The problem is as follows:

Parse a JSON array into SQL insert statements, into two tables connected by a foreign key, all in a single transaction, where upon error, only the erroneous entry is rolled back (so that there's no orphan data in the connected table).

The slight caveat is that these INSERTS are supposed to be generic (building a tool for dynamically loading user supplied data into a system).

So my solution is to begin a transaction at the beginning of a file and create a savepoint for every entry. If there's an error with that entry, transaction is rolled back to that savepoint (and the savepoint is released), if there's no error, the savepoint is released and the import continues.

Now, this works reasonably well, until there's tens or hundreds of thousands of records to insert.
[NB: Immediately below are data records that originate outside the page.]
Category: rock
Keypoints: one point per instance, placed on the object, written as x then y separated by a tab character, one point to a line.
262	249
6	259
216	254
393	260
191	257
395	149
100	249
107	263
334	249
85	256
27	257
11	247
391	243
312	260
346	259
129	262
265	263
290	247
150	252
The first few thousand go really well, inserting between 300-400 per second, but then start to progressively slow down.

Done 200, rate 200/s, succeeded 200 failed 0
Done 300, rate 300/s, succeeded 300 failed 0
Done 400, rate 400/s, succeeded 400 failed 0
Done 500, rate 250/s, succeeded 500 failed 0
Done 600, rate 300/s, succeeded 599 failed 1
Done 700, rate 233/s, succeeded 699 failed 1
Done 800, rate 266/s, succeeded 799 failed 1
Done 900, rate 300/s, succeeded 899 failed 1
Done 1000, rate 250/s, succeeded 999 failed 1
Done 1100, rate 275/s, succeeded 1099 failed 1
...
Done 5200, rate 185/s, succeeded 5195 failed 5
Done 5300, rate 182/s, succeeded 5295 failed 5
Done 5400, rate 186/s, succeeded 5395 failed 5
Done 5500, rate 183/s, succeeded 5495 failed 5
...
Done 31000, rate 58/s, succeeded 30953 failed 47
Done 31100, rate 58/s, succeeded 31053 failed 47
Done 31200, rate 57/s, succeeded 31153 failed 47

So after 30.000 inserts it has slowed down to only 1/5 of what it was doing when it started. The tables are very simple tables with a few VARCHARs, few numbers, a primary key and a foreign key. There are no functions, triggers or anything else.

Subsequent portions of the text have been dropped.